VanArnam Vineyards brings Rattlesnake Hills AVA to the ‘Couv
Ridgefield residents Kent and Allison VanArnam chose Zillah, Washington to plant their vineyard due to the area’s reputation as the ideal climate for producing premier wine grapes. They began back in 2007 and now harvest estate-grown cabernet franc, cabernet sauvignon, malbec, merlot and syrah . Grapes for their white wines are sourced from neighboring vineyards in the Rattlesnake Hills AVA.
Once a vast orchard, VanArnam Vineyards is still home to 1,000 cherry trees, making for a striking scene during spring bloom and lending a cherry aroma that goes from a light hint to distinct nose in the entire red lineup.
Recognizing that some wines call for a more tannic structure to complement a juicy steak, a small amount of pressed wine is added to certain vintages and varietals but, predominantly, VanArnam wines are free-run (juice created by the weight of the grapes and crushing prior to pressing), resulting in a smoother mouth feel and less astringency than wines that are made up of the traditional 30-40 percent pressed juice.

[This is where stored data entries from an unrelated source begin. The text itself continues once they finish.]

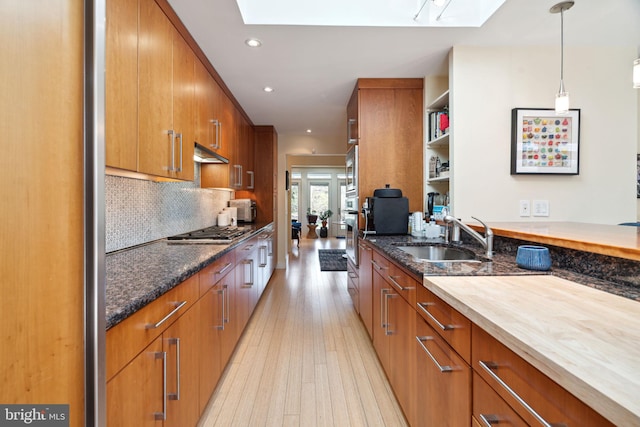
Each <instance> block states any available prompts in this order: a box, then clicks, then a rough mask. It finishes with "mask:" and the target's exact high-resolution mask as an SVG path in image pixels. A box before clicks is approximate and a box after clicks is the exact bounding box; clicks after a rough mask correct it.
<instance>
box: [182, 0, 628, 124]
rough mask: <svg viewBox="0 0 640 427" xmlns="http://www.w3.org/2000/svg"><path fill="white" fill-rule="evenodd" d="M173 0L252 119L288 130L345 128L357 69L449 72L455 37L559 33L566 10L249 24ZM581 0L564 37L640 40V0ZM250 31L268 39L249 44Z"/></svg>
mask: <svg viewBox="0 0 640 427" xmlns="http://www.w3.org/2000/svg"><path fill="white" fill-rule="evenodd" d="M299 1H302V0H299ZM343 1H347V0H343ZM454 1H456V0H454ZM387 2H388V1H387ZM169 3H170V4H171V5H172V7H173V8H174V10H175V11H176V13H177V14H178V16H179V17H180V18H181V19H182V21H183V23H184V24H185V25H186V27H187V28H188V29H189V31H190V32H191V34H192V36H193V37H194V38H195V40H196V41H197V42H198V44H199V45H200V47H201V48H202V50H203V51H204V52H205V54H206V55H207V57H208V58H209V60H210V61H211V63H212V65H213V66H214V68H215V69H216V70H217V71H218V73H219V74H220V76H221V77H222V79H223V80H224V81H225V83H226V84H227V86H228V87H229V89H230V90H231V91H232V92H233V94H234V96H235V97H236V99H237V100H238V101H239V102H240V104H241V105H242V106H243V108H244V110H245V111H246V112H247V114H248V115H249V117H250V118H251V120H252V121H253V123H254V124H256V125H274V126H275V127H276V129H277V131H278V133H279V134H280V135H285V134H286V135H295V134H300V135H302V134H305V130H306V129H312V131H313V134H315V135H323V134H328V135H342V134H343V133H344V132H345V129H346V124H345V114H346V113H345V108H346V104H347V101H348V99H349V96H350V95H351V92H352V90H353V87H354V85H355V83H356V80H357V78H359V77H424V76H425V75H433V74H446V71H447V67H446V55H447V52H448V51H449V50H450V48H451V47H452V46H454V45H483V46H505V45H514V46H518V45H522V46H524V45H559V43H560V16H559V15H554V14H551V13H549V8H550V7H551V6H553V5H554V4H555V3H557V1H556V0H507V1H506V2H505V3H504V4H503V5H502V6H501V7H500V8H499V9H498V10H497V11H496V12H495V13H494V14H493V16H491V17H490V18H489V20H488V21H487V22H486V23H485V24H484V26H482V27H480V28H424V27H423V28H410V27H409V28H408V27H367V26H352V27H344V26H326V25H324V26H307V25H245V24H244V23H243V20H242V16H241V14H240V11H239V9H238V5H237V4H236V2H235V1H233V0H169ZM420 3H421V2H420ZM575 3H576V4H575V6H574V7H573V8H572V9H570V10H569V11H567V12H565V15H564V28H565V31H564V33H565V34H564V40H565V41H564V42H565V46H571V45H582V46H585V45H586V46H589V45H596V46H607V45H612V46H613V45H617V46H636V47H637V46H640V0H576V2H575ZM416 12H417V10H415V11H414V10H412V11H411V12H410V13H412V14H413V15H415V13H416ZM445 13H446V12H445ZM251 37H255V38H258V39H260V40H261V41H262V43H263V45H262V47H260V48H258V49H255V48H254V49H252V48H249V47H247V46H246V45H245V44H244V41H245V40H246V39H248V38H251ZM639 53H640V52H639ZM565 54H566V52H565ZM552 59H553V60H552V61H551V62H550V66H552V67H558V69H559V58H556V57H554V58H552ZM593 60H594V61H602V60H606V58H593ZM631 66H632V64H631V63H630V64H629V73H630V76H631ZM568 77H569V76H566V75H565V80H568ZM630 78H631V77H630ZM264 86H271V87H273V88H274V92H272V93H265V92H264V91H263V90H262V89H263V87H264Z"/></svg>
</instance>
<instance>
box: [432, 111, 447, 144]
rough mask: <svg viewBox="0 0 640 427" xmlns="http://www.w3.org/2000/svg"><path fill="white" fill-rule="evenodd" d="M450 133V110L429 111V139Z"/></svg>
mask: <svg viewBox="0 0 640 427" xmlns="http://www.w3.org/2000/svg"><path fill="white" fill-rule="evenodd" d="M447 133H449V112H448V111H446V110H442V111H434V112H431V113H429V141H433V140H434V139H437V138H440V137H441V136H443V135H446V134H447Z"/></svg>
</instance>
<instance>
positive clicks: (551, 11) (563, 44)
mask: <svg viewBox="0 0 640 427" xmlns="http://www.w3.org/2000/svg"><path fill="white" fill-rule="evenodd" d="M574 3H575V2H573V1H563V2H560V3H558V4H556V5H554V6H552V7H551V9H549V12H551V13H560V89H558V93H557V94H556V114H566V113H568V112H569V92H567V91H566V90H565V88H564V11H565V10H569V9H571V8H572V7H573V4H574Z"/></svg>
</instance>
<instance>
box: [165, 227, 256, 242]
mask: <svg viewBox="0 0 640 427" xmlns="http://www.w3.org/2000/svg"><path fill="white" fill-rule="evenodd" d="M250 231H251V228H245V227H218V226H213V227H207V228H202V229H200V230H195V231H190V232H188V233H183V234H177V235H175V236H170V237H167V240H169V243H202V244H211V243H220V244H224V243H230V242H232V241H233V240H235V239H237V238H238V237H241V236H243V235H244V234H246V233H248V232H250Z"/></svg>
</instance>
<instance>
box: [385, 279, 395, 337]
mask: <svg viewBox="0 0 640 427" xmlns="http://www.w3.org/2000/svg"><path fill="white" fill-rule="evenodd" d="M393 296H394V295H393V293H391V291H390V290H389V292H387V293H386V294H385V296H384V317H385V320H384V334H385V335H393V331H389V298H393Z"/></svg>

Still considered a young winery, VanArnam Vineyards recently received a 91 from Wine Spectator for their 2013 Melange red which is a blend that changes from year to year with cabernet sauvignon making up the largest percentage of the grapes.
Their 2014 Viognier has the tell-tale honeysuckle bouquet with a waft of stone fruit leaning toward nectarine and the fuller body makes it an excellent suggestion with chicken, crab or scallops.
Just enough malbec in the Melange gives it a drier flavor profile that includes some spice notes, black cherry and a hint of smoke. My mind goes to Mexican food although this could be nice with barbeque or even eggplant parmesan.
VanArnam’s practice of aging their wines for nearly two years in French oak barrels lends subtle vanilla notes to their 2013 Cabernet Sauvignon mingled with an herbal eucalyptus quality. The palate is black fruit with a touch of violet and medium plus tannins; a nice wine for a steak topped with sautéed mushrooms to bring out the earthiness of cab, a charred burger to bring out the smoky characteristics or roasted chicken accented with a sweet glaze to marry with the black fruit notes.
This new partnership between VanArnam Vineyards and Michelle Brinning, owner of Cellar 55, supports her commitment to bring hand-crafted Eastern Washington wines to the west side. Along with Walla Walla-based Five Star Cellars and Basel Cellars, VanArnam wines can be enjoyed Wednesday through Sunday at Cellar 55—an ideal respite during this busy Christmas season.